Mohon tunggu...
Agnia Melianasari
Agnia Melianasari Mohon Tunggu... Lainnya - Manusia pembelajar

-Writer -Speaker -Voice Over -MC, Moderator -Young Entrepreneur

Selanjutnya

Tutup

Ilmu Alam & Tekno

Masih tentang Pandemi, Ini Dia Penyebab Masyarakat Percaya Bahwa Covid-19 adalah Konspirasi

20 Maret 2021   15:02 Diperbarui: 20 Maret 2021   15:06 180
+
Laporkan Konten
Laporkan Akun
Kompasiana adalah platform blog. Konten ini menjadi tanggung jawab bloger dan tidak mewakili pandangan redaksi Kompas.
Lihat foto
Ilmu Alam dan Teknologi. Sumber ilustrasi: PEXELS/Anthony

Berbicara mengenai konspirasi, menurut Kamus Besar Bahasa Indonesia, konspirasi mempunyai arti persengkokolan atau komplotan orang dalam merencankan sebuah kejahatan yang dilakukan dengan rapi dan sangat dirahasiakan. Sifatnya yang rahasia menyebabkan ketidakmampuan menjawab atau membuktikan, sehingga inilah yang disebut dengan teori konspirasi. Berdasarkan hasil riset pada tahun 2017 yang ditayangkan di Social and Psychiatric Epidemiology menyatakan bahwa rata-rata orang di Amerika Serikat dengan pendapatan rumah tangga lebih kecil, mereka lebih mempercayai adanya teori konspirasi dibandingkan mereka yang memilki pendapatan lebih besar. Disamping itu, Profesor Chris French, seorang psikolog dari Universitas Goldsmith, London justru mengemukakan pendapat yang berbeda. Ia mengatakan bahwa teori konspirasi dapat dipercaya siapapun, dengan dimensi politik apa saja (kiri, kanan, maupun tengah), juga menembus lapisan kelompok sosial mana saja.
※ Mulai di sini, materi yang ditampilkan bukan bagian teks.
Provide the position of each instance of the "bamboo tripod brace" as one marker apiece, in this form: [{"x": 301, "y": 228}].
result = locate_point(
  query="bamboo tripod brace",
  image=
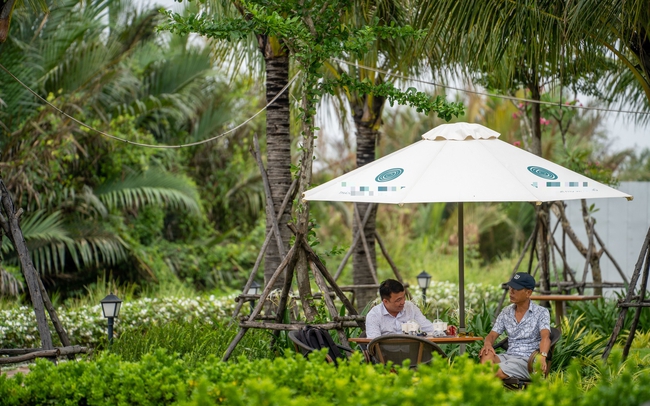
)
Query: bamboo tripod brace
[
  {"x": 566, "y": 281},
  {"x": 631, "y": 299},
  {"x": 9, "y": 223},
  {"x": 320, "y": 273}
]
Berkaitan dengan teori konspirasi, saat ini pandemi covid-19 masih menjadi perbincangan di berbagai lapisan masyakarat. Berangkat dari kasus Jerinx, drummer dari band Superman Is Dead yang ramai pada pertengahan tahun 2020 kemarin, pandemi Covid-19 saat ini memang masih menjadi kontroversi di Indonesia, terutama di kalangan masyarakat dengan latar belakang ekonomi menengah kebawah. Ya, mereka menganggap ini semua hanyalah konspirasi. Jerinx sendiri sempat ditangkap karena dianggap menganggu kestabilitasan pelaksanaan edukasi protokol kesehatan di Bali. Sebab ia menyebutkan bahwa virus corona yang menyebar saat ini hanyalah sebuah konspirasi. Padahal, jika memang penyebab ditangkapnya Jerinx ini dikarenakan adanya pihak tertentu yang merasa 'tersinggung', untuk apa? Jika memang begitu kenyataannya, tidak menutup kemungian dimana penjara hanya dipenuhi oleh orang-orang yang bersinggungan. Terkait persoalan Jerinx ditangkap maupun tidak, toh pada kenyataannya sampai saat ini jumlah kasus covid-19 di Indonesia terus bertambah. Menurut Dedy Corbuzier, dalam podcastnya bersama dr. Tirta, Ia menyebutkan bahwa orang seperti Jerinx ini tidak seharusnya ditangkap ataupun dipenjara, melainkan harus dibina karena ia memiliki vocal yang bagus. Dalam kondisi seperti ini, masyarakat memerlukan seorang public figur yang dapat mengangkat suara-suara masyarakat.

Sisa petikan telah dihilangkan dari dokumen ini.